Deploying the Hadoop Applier
Replicating data into Hadoop is achieved by generating character-separated values from ROW-based information that is applied directly to the Hadoop HDFS using a batch loading process. Files are written directly to the HDFS using the Hadoop client libraries. A separate process is then used to merge existing data, and the changed information extracted from the Source database.
Deployment of the Hadoop replication is similar to other heterogeneous installations; two separate installations are created:
- Service Alpha on the extractor, extracts the information from the MySQL binary log into THL.

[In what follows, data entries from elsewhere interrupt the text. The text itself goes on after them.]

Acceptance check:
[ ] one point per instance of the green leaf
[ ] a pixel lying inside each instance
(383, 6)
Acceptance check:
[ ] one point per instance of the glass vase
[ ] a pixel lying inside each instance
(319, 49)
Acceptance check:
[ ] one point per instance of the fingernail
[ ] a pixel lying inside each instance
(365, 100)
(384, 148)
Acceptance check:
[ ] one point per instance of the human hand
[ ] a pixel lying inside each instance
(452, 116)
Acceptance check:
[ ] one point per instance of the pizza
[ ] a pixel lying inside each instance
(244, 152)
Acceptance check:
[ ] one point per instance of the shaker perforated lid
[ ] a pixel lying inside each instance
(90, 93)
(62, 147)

- Service Alpha on the applier, reads the information from the remote replicator as THL, applying it to Hadoop. The applier works in two stages

Basic requirements for replication into Hadoop:
- Hadoop Replication is supported on the following Hadoop distributions and releases:
- Cloudera Enterprise 4.4, Cloudera Enterprise 5.0 (Certified) up to Cloudera Enterprise 5.8
- HortonWorks DataPlatform 2.0
- Amazon Elastic MapReduce
- IBM InfoSphere BigInsights 2.1 and 3.0
- MapR 3.0, 3.1, and 5.x
- Pivotal HD 2.0
- Apache Hadoop 2.1.0, 2.2.0
- Source tables must have primary keys. Without a primary key, Tungsten Replicator is unable to determine the row to be updated when the data reaches Hadoop.